Since the OICR team published the results of Nanocall, Oxford Nanopore has upgraded its sequencing chemistry and software. The OICR team developed Nanocall for the older pore and chemistry, called R7. The newer version, R9, involves a different nanopore — E. coli CsgG, which Oxford Nanopore licensed from VIB in Belgium and University College London.
In addition, the newer software uses neural networks rather than a hidden Markov model, which improves base calling accuracy. And last month, the company made offline base calling software available through its MinKnow platform.

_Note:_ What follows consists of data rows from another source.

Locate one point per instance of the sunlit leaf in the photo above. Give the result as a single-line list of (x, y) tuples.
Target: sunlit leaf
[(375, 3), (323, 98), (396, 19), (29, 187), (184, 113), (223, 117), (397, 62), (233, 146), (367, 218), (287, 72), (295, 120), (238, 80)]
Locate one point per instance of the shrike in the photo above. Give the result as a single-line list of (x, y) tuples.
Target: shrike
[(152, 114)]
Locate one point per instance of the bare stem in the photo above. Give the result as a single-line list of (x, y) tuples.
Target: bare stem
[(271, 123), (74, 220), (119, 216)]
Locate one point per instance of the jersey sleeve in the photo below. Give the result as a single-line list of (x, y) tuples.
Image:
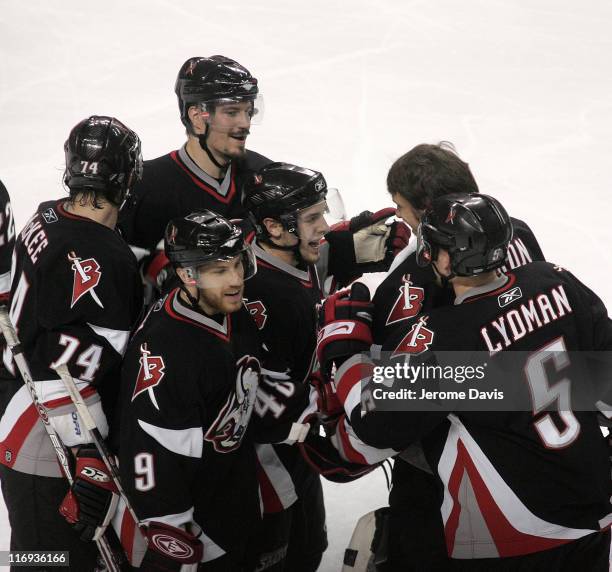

Loose said that in theory, the Nanocall software could be modified to work with the R9 pore, which would provide the advantage of having an open source base caller that could work with the newest version of the MinIon. In addition, the improved performance of the R9 pore may help boost the accuracy of Nanocall.
However, Loose noted that one drawback would be the speed of Nanocall. The R9 nanopore has a sequencing speed of around 250 bases per second, but the higher performance setting of Nanocall has a speed of just 185 bases per second.
Loose's team previously developed an analysis method dubbed "Read Until," which enables selective sequencing without using target capture, and he said that it could be interesting to integrate Nanocall with Read Until in order to map reads quickly offline. However, he noted that the two pipelines are not yet compatible, as Nanocall would need to be both faster and have the ability to work with just a fragment of a read.
Nevertheless, he said, Nanocall could be very useful to researchers looking to advance the applications of nanopore sequencing. "One key feature of nanopore sequencing is that it is truly real time — the data are available for analysis the moment a DNA molecule passes through the pore," he said. "The development of fast offline base callers will contribute to making this a reality in all scenarios, and especially in the absence of cloud compute."